You can often find loans easily after a bankruptcy. Why? Lenders recognize you have more money available now that you aren’t in debt and you won’t be able to declare another bankruptcy to eliminate any new debt for seven years, if you declared Chapter 13 bankruptcy, or 10 years if you declared Chapter 7 bankruptcy. But here’s the catch: The interest you pay will likely be sky-high. So shop around, urges Donald Petersen, an Orlando, Florida-based consumer protection attorney who represents consumers against creditors who violate bankruptcy discharge orders. Petersen highly recommends consulting with your bankruptcy attorney. A good attorney “will be able to provide the names of mortgage brokers and, sometimes, car dealers who are more likely to offer competitive rates,” he says.

Check your credit report.

Before taking out a loan, look for inaccuracies on your credit report, says Russell Nicolet, an attorney who owns Nicolet Law Office, S.C., based in Hudson, Wisconsin. “You can pull your credit report for free at AnnualCreditReport.com,” he says, adding that you should dispute anything that isn’t accurate, like a debt that was discharged, but is still reported as if you owe money on it. This is important because if you can clean up errors on your report, your credit score may improve faster.

Make sure you’re truly ready to borrow money before you take out a loan.

After filing for bankruptcy, your credit score will take a huge hit. Now, if you take out a new loan, and you pay late, your credit score will plunge again — and it’ll be worse than during your pre-bankruptcy days, according to Petersen. “Consumers who are late even 30 days within three years after filing bankruptcy will be heavily penalized on their credit scores, much more heavily than a similarly situated consumer who did not file bankruptcy or who filed more than three years ago,” he says.

Make sure you’re budgeting well.

Obviously, you should be assessing your budget all the time, regardless of whether or not you’re planning to take out a loan.
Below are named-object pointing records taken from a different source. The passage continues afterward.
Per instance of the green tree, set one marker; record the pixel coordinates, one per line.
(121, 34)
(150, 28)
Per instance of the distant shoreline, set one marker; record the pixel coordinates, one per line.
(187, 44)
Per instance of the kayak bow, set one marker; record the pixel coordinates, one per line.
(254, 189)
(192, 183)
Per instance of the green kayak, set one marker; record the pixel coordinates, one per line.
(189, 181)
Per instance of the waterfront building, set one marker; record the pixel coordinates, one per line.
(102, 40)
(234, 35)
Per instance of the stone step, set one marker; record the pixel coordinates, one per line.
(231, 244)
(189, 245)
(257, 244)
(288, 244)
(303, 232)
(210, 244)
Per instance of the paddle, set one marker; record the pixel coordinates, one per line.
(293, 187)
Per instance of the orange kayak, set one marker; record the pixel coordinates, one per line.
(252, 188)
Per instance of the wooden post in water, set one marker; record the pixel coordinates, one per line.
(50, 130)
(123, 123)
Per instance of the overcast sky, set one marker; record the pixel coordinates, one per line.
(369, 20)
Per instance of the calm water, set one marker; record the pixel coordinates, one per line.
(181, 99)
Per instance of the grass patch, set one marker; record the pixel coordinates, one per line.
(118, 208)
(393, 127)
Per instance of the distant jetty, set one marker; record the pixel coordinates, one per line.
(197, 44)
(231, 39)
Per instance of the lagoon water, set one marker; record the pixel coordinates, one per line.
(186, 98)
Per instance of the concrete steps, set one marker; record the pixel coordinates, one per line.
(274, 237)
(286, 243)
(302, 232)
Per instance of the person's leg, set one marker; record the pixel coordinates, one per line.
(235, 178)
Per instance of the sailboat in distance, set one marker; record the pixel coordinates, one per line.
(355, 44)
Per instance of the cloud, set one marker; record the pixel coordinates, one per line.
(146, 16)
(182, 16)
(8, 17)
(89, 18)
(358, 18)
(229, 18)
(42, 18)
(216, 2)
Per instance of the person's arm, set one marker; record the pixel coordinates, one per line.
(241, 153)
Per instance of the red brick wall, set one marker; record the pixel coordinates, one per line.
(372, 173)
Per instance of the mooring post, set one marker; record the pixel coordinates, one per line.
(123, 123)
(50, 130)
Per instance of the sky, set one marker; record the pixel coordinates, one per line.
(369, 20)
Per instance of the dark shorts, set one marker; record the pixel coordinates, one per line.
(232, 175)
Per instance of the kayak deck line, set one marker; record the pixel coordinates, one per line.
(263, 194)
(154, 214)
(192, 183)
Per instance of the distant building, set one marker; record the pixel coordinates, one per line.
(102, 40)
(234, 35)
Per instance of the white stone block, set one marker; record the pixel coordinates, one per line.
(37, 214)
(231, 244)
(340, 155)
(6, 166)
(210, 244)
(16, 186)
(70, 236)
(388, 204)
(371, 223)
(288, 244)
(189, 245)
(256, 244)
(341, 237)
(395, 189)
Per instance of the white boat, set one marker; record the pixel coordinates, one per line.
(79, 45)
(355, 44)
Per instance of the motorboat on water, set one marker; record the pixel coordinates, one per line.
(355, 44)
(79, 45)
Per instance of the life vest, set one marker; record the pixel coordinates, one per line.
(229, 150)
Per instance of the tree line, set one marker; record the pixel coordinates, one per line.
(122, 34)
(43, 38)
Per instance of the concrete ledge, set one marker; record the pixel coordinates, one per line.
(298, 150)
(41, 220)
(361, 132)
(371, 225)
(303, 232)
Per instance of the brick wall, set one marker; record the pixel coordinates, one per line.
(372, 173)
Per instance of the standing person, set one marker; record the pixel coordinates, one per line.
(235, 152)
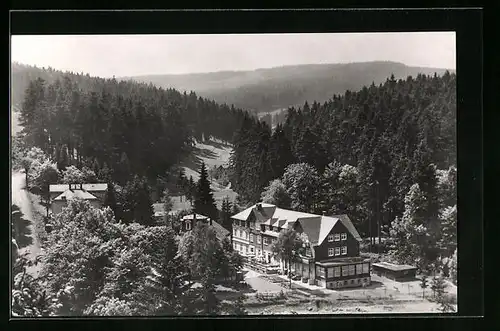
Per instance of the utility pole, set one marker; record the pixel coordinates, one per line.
(378, 215)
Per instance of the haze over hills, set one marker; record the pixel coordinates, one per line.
(268, 89)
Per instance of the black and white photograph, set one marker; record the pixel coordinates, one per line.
(233, 174)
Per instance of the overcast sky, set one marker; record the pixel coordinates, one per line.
(129, 55)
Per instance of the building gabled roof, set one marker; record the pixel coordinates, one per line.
(71, 194)
(271, 233)
(265, 213)
(311, 227)
(316, 227)
(87, 187)
(394, 267)
(192, 216)
(350, 227)
(327, 224)
(220, 231)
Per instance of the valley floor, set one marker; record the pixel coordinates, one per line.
(267, 297)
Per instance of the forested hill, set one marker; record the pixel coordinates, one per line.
(128, 128)
(265, 90)
(356, 149)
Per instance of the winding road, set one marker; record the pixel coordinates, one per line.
(21, 199)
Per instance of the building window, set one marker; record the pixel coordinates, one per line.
(320, 271)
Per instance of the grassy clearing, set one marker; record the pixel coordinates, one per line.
(39, 213)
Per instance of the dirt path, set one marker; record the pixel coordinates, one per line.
(21, 199)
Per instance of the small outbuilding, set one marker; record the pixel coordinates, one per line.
(394, 271)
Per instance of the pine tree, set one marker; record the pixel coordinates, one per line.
(138, 204)
(110, 199)
(239, 307)
(424, 285)
(191, 189)
(226, 214)
(204, 203)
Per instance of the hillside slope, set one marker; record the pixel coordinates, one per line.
(265, 90)
(212, 153)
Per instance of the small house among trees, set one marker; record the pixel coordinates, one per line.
(60, 194)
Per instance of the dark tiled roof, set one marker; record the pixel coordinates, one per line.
(394, 267)
(350, 227)
(220, 231)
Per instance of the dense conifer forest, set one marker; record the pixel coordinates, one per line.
(127, 127)
(361, 151)
(267, 89)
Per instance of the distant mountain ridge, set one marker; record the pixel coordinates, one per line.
(267, 89)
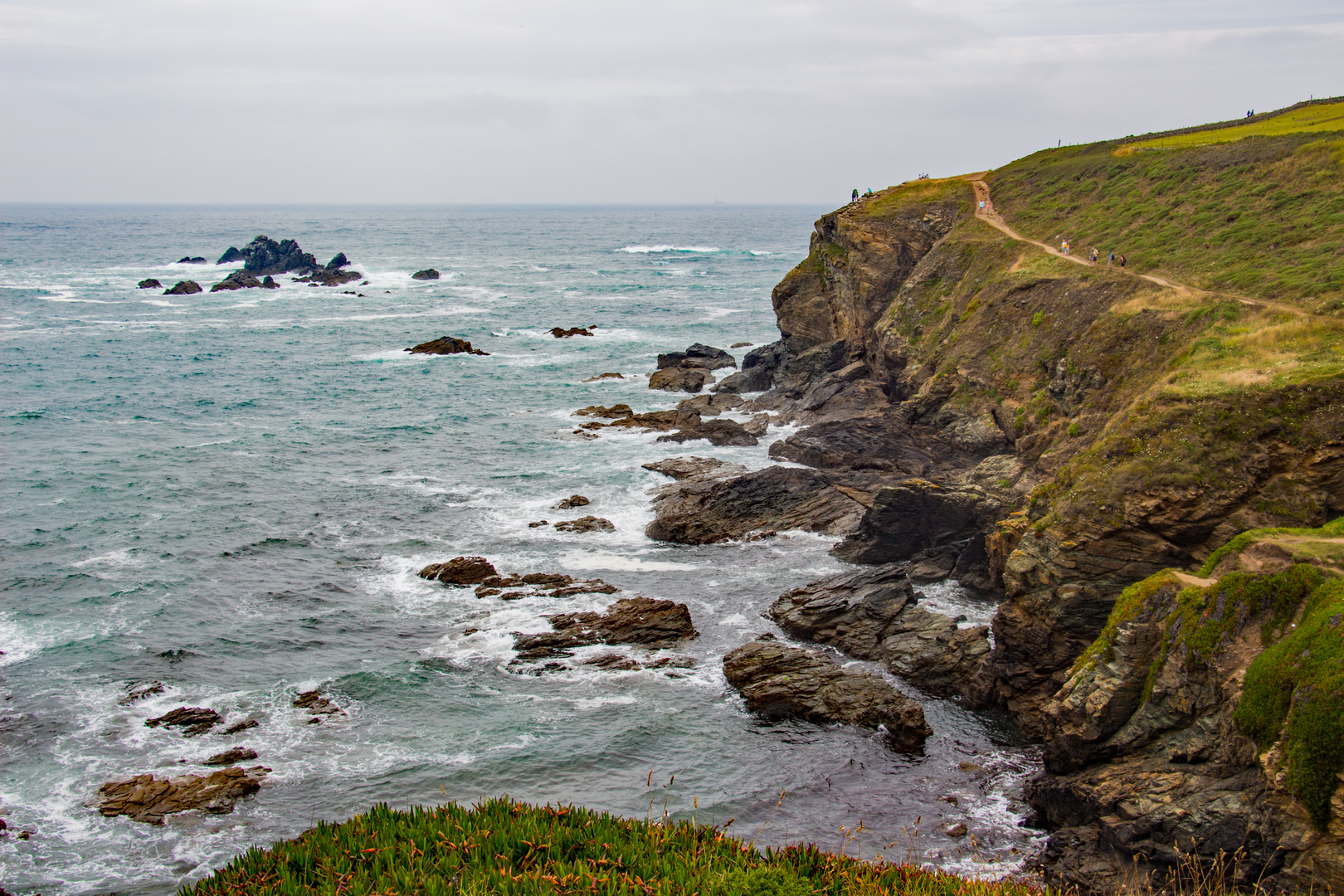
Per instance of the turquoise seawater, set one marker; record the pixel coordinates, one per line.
(231, 494)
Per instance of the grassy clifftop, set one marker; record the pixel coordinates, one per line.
(1254, 212)
(505, 846)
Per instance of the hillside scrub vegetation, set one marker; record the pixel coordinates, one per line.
(1261, 217)
(507, 846)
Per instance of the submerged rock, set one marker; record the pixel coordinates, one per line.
(141, 692)
(777, 681)
(316, 704)
(192, 720)
(711, 511)
(231, 757)
(680, 379)
(238, 280)
(587, 524)
(873, 614)
(644, 621)
(460, 571)
(446, 345)
(597, 410)
(149, 800)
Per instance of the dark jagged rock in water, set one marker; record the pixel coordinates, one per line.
(777, 497)
(316, 704)
(446, 345)
(710, 405)
(230, 757)
(698, 355)
(264, 256)
(238, 727)
(717, 433)
(873, 614)
(695, 469)
(329, 277)
(141, 692)
(680, 379)
(238, 280)
(460, 571)
(587, 524)
(597, 410)
(918, 514)
(644, 621)
(778, 683)
(149, 798)
(192, 720)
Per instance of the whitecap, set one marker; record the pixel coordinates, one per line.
(665, 247)
(582, 561)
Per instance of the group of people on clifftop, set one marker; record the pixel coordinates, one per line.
(1064, 249)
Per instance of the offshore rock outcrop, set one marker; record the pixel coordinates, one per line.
(873, 614)
(777, 681)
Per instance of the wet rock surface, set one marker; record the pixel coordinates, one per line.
(466, 570)
(706, 511)
(140, 692)
(873, 614)
(231, 757)
(680, 379)
(587, 524)
(639, 621)
(149, 800)
(446, 345)
(192, 720)
(316, 704)
(777, 681)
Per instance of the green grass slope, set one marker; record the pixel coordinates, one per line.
(505, 846)
(1254, 212)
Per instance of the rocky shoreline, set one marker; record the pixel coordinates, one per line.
(916, 461)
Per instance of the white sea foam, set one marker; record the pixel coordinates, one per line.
(665, 247)
(601, 561)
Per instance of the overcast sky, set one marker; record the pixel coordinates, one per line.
(597, 101)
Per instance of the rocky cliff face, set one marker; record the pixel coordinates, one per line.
(1064, 433)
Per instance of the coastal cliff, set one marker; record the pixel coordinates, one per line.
(1070, 436)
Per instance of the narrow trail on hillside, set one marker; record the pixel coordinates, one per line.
(992, 218)
(996, 221)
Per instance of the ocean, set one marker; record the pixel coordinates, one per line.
(230, 494)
But if you’re thinking about borrowing money, and you haven’t made a budget or reviewed it in some time, do yourself a favor before you apply for a loan or credit card. Take a look at your monthly expenses and run the numbers and see how paying back this new loan will impact you.

Don’t get overconfident.

If you get a credit card after your bankruptcy, and you make payments on time, month after month, you have every right to be pleased. But don’t assume your troubles are over. As you pay off your card every month, on time, your credit card will probably raise your credit limit, Nicolet warns, and if you keep borrowing more, you could find yourself overextended and unable to pay your debts. Of course, if you’re continually tweaking your budget as you borrow more money to avoid getting in over your head, you could be just fine.
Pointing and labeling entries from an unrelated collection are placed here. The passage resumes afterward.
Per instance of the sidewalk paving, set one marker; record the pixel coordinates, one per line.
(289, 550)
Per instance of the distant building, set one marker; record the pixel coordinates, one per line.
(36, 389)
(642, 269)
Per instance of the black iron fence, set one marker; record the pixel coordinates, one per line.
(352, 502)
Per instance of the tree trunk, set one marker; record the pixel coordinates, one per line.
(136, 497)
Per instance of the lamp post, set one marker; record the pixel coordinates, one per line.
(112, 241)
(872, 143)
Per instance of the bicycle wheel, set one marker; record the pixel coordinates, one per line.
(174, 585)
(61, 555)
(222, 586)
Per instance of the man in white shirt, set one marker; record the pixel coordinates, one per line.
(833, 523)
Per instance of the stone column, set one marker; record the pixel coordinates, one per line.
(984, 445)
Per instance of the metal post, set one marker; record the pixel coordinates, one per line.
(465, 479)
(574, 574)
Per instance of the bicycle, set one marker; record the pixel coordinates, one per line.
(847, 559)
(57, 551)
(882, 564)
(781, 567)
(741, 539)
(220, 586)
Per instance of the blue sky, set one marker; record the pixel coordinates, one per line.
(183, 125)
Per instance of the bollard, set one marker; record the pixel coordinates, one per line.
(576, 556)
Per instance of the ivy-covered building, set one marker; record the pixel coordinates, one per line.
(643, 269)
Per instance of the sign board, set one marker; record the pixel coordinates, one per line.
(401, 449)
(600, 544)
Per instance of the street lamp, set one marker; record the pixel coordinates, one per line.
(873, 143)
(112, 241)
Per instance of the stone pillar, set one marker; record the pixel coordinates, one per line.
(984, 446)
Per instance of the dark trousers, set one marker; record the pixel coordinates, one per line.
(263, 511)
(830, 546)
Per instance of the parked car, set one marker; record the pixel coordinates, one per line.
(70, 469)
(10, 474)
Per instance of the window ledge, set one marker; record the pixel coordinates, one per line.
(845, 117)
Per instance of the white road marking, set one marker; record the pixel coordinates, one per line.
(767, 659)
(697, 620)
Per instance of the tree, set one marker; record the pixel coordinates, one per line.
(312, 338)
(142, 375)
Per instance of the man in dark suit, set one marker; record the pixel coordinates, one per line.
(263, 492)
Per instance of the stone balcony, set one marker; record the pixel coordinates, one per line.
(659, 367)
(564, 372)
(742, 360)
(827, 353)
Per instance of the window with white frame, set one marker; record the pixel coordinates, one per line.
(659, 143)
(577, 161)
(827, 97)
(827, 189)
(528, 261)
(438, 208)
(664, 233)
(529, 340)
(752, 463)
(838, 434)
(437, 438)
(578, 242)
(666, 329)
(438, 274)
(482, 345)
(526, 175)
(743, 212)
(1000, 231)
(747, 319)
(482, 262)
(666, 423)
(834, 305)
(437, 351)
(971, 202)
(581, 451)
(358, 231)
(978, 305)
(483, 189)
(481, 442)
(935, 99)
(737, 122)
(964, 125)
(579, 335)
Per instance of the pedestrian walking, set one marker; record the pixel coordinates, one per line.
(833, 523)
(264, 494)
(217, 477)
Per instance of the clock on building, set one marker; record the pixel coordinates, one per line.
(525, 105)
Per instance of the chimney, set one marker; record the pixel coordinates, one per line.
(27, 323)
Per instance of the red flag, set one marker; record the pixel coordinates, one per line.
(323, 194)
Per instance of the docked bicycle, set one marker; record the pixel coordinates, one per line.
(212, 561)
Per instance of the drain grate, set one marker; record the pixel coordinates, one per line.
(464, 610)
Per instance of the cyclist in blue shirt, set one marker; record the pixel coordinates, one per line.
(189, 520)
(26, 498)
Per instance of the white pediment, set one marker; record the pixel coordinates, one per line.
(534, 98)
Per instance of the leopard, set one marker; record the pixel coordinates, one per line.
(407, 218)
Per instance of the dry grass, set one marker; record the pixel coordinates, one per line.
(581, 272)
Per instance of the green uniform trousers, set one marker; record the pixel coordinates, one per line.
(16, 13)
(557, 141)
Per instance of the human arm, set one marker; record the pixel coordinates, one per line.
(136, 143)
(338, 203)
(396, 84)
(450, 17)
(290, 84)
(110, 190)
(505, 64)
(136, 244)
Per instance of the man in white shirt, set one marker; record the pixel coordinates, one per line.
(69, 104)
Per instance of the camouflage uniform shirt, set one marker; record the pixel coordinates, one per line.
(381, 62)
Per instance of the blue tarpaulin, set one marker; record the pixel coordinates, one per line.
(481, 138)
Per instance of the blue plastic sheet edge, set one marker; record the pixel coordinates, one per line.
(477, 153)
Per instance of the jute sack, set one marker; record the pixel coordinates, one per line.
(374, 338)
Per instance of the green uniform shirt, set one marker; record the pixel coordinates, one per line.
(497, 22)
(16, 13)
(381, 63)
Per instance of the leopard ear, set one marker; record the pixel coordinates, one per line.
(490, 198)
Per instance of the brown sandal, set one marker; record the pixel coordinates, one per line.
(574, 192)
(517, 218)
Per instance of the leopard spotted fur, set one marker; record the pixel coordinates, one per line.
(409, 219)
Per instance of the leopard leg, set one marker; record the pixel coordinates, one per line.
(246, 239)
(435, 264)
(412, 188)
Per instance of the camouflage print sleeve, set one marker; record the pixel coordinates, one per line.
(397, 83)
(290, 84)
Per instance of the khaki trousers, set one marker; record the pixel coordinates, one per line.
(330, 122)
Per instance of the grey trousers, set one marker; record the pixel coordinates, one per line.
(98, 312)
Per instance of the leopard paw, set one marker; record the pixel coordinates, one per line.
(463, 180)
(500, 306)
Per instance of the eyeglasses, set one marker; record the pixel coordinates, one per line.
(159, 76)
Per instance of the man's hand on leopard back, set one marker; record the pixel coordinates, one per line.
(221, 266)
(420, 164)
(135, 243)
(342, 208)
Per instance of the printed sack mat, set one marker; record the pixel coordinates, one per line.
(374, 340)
Your post-bankruptcy attitude is important.

Marie Martin, a bankruptcy attorney with Martin & Hedervare in Little Canada, Minnesota, says the main factor that helps a customer recover after bankruptcy is attitude. She says the consumers who view their bankruptcy “as a business decision,” and who try to learn from the experience are those who end up doing well. “If they view it as just another loser move in a long line of loser moves they have made, they don’t always get the maximum benefit they could from such an extraordinary opportunity for a financial do-over,” Martin says. Take this opportunity to be mindful about restoring your credit reputation and show creditors that you’re a good credit risk by making payments on time and keeping credit card balances low.